In October, the OECD Nuclear Energy Agency said nuclear energy is virtually carbon-free across its life cycle and the only carbon-mitigating technology with a proven track record on the scale required.
Now, more than two decades after accidents at Chernobyl and Three Mile Island, some people in the industry are backing a makeover for nuclear power stations in an effort to transform the industry from an industrial pariah to an environmental savior.
EDF Energy, a French nuclear operator, has arranged for presentations by architectural firms to improve the visual impact of plants, World Nuclear News, a news service for the industry, reported in September.
That move lit hopes that improving the appearance of new nuclear power plants could perhaps help to recreate some of the excitement that surrounded nuclear technology in the 1950s, W.N.N. said.
At the same time, W.N.N. started a competition called Be a nuclear architect to encourage readers to submit designs of the future that change the face of nuclear power.
Have your own idea for prettifying nuclear power?

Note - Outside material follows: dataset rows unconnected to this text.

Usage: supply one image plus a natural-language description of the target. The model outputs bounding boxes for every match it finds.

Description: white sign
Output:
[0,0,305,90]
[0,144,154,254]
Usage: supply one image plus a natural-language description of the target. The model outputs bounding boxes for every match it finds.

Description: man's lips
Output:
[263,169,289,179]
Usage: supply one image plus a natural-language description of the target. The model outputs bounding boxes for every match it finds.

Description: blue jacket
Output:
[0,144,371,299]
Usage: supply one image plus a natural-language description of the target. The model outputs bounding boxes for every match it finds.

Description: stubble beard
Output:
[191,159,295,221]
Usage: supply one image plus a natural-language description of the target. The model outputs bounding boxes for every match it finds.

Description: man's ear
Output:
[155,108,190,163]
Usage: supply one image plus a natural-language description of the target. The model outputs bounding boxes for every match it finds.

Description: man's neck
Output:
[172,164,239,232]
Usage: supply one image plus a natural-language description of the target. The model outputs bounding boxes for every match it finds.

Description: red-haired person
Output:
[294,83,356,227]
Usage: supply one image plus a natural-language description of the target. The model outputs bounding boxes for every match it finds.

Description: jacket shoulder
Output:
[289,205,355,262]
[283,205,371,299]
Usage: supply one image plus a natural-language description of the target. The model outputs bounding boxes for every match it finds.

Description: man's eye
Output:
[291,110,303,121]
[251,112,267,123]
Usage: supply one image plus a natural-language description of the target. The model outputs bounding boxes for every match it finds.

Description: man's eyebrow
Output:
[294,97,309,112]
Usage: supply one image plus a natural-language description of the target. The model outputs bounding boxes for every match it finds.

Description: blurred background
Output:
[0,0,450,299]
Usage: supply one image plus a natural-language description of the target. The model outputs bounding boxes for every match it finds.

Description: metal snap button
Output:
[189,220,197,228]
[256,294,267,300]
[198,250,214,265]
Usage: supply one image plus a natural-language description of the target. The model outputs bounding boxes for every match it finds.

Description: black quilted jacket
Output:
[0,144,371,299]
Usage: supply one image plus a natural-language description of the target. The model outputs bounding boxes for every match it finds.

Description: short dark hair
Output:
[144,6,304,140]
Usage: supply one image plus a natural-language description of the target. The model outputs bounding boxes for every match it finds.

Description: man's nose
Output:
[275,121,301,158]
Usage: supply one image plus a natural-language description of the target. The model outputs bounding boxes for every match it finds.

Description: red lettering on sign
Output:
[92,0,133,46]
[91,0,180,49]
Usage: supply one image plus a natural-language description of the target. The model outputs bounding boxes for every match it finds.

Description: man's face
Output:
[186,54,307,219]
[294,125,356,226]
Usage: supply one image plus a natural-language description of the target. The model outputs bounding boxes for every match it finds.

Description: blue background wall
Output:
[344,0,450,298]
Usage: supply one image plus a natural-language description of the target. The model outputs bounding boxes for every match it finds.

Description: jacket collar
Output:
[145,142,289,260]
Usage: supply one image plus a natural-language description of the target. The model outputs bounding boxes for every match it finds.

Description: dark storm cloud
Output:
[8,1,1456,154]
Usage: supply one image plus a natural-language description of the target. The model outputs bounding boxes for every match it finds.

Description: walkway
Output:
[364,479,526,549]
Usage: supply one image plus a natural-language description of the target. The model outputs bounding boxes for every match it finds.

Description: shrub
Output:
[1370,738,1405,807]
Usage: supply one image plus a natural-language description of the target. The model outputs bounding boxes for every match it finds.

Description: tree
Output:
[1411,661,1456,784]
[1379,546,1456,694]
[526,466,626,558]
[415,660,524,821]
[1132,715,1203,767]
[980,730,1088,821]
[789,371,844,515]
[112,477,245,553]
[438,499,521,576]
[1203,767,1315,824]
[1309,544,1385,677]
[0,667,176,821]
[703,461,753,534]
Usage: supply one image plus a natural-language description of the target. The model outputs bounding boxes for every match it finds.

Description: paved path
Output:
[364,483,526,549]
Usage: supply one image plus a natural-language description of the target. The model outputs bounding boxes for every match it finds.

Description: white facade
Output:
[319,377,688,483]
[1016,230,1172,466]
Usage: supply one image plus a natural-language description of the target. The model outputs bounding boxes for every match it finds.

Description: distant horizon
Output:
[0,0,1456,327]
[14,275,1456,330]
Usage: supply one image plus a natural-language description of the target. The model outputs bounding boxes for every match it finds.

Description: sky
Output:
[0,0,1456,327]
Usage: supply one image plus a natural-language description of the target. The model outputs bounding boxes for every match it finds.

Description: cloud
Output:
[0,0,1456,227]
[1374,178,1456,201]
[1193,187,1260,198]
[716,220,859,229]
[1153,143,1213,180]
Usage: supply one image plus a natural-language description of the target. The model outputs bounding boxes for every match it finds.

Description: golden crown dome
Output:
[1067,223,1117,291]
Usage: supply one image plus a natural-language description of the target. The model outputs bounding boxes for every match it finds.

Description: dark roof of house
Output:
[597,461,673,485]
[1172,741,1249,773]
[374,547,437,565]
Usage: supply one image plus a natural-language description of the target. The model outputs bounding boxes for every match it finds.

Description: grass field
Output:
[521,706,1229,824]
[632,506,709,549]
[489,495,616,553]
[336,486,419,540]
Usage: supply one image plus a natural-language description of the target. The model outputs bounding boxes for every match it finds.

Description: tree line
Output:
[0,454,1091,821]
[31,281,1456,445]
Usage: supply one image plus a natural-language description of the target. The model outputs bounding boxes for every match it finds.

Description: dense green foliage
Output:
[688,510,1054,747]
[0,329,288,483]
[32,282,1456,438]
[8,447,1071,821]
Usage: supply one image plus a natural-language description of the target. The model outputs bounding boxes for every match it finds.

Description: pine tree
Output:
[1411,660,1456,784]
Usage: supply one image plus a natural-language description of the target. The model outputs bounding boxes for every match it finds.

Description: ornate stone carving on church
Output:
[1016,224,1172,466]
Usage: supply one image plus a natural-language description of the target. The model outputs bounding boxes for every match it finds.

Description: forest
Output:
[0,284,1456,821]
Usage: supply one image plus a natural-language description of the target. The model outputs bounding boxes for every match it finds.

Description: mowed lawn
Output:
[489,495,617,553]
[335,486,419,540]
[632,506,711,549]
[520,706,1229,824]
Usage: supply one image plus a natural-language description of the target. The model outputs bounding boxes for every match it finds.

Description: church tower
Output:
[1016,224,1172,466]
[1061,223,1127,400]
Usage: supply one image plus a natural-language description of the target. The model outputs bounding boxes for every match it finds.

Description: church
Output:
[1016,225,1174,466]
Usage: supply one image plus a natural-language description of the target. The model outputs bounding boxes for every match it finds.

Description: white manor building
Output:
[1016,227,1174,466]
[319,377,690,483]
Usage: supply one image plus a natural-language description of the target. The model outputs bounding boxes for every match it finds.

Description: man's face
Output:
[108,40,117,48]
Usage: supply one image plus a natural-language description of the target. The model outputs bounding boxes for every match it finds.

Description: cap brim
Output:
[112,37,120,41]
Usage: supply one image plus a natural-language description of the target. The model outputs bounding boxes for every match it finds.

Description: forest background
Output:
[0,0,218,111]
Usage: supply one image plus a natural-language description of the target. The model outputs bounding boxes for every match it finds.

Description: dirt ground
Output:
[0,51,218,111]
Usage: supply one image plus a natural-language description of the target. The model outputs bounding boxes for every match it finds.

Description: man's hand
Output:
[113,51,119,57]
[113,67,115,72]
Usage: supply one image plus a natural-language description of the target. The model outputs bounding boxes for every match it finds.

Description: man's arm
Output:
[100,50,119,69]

Send your sketches here. Well publish a selection of them in a later post.
Some of the results, published this week, seek to replace boxy looking reactor housings and brutalist concrete cooling towers with sunken structures and new skins that are translucent or are covered in vegetation and shroud the facilities.
Of course, it still is early days for the so-called nuclear renaissance. Even so, if nuclear power is about to soar in popularity, that could mean plenty of work for architects.
In its recent report, the Nuclear Energy Agency said it foresaw the possibility of almost four times the current supply of nuclear-generated electricity on tap by 2050.